2.9 Troubleshooting
Problem: Missing data showing up as a category in ggplot?
Get rid of that far right bar!
Solution: Use dplyr
to select only the variables you are going to plot, then pipe in the na.omit()
at the end. It will create a temporary data frame (e.g) plot.data
that you then provide to ggplot()
.
plot.data <- NCbirths %>% select(marital) %>% na.omit()
ggplot(plot.data, aes(x=marital)) + geom_bar()
Problem: Got numerical binary 0/1 data but want to plot it as categorical? > Other related error messages: > * Continuous x aesthetic – did you forget aes(group=…)?
Consider a continuous variable for the number of characters in an email num_char
, and a 0/1 binary variable spam
.
Solution: Create a second variable var_factor
for plotting and keep the binary var
as 0/1 for analysis.
email$spam_cat <- factor(email$spam, labels=c("Ham", "Spam"))

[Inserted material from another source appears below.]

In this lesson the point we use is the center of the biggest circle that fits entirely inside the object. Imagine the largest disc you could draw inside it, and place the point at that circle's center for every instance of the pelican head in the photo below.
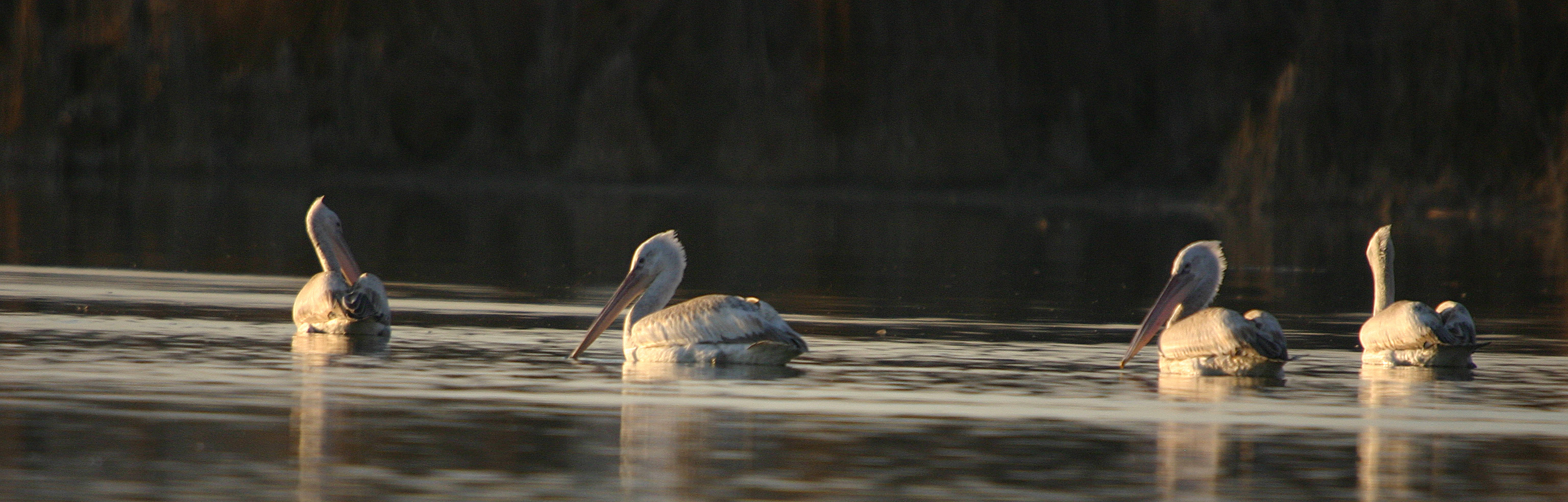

ggplot(email, aes(y=num_char, x=spam_cat)) + geom_boxplot()
Problem: You want to change the legend title for a fill
or color
scale.
Solution: Add the name=
argument to whatever layer you added that created the legend. Here I speciefied a fill
, and it was a discrete
variable. So I use the scale_fill_discrete()
layer.
ggplot(email, aes(y=num_char, x=spam_cat, fill=spam_cat)) + geom_boxplot() +
scale_fill_discrete(name="Ya like Spam?")
Here, I col
ored the points by a discrete variable, so the layer is scale_color_discrete()
.
ggplot(email, aes(x=num_char, y=line_breaks, col=spam_cat)) + geom_point() +
scale_color_discrete(name="Ya like Spam?")
Problem: You want to add means to boxplots.
Boxplots are great. Even better with violin overlays. Know what makes them even better than butter? Adding a point for the mean. stat_summary
is the layer you want to add. Check out this stack overflow post for more context.
ggplot(email, aes(x=spam_cat, y=num_char, fill=spam_cat)) +
geom_boxplot() +
stat_summary(fun.y="mean", geom="point", size=3, pch=17,color="blue")
I suggest playing around with size
and plotting character pch
to get a feel for how these work. You can also look at ?pch
(and scroll down in the help file) to see the 25 default plotting characters.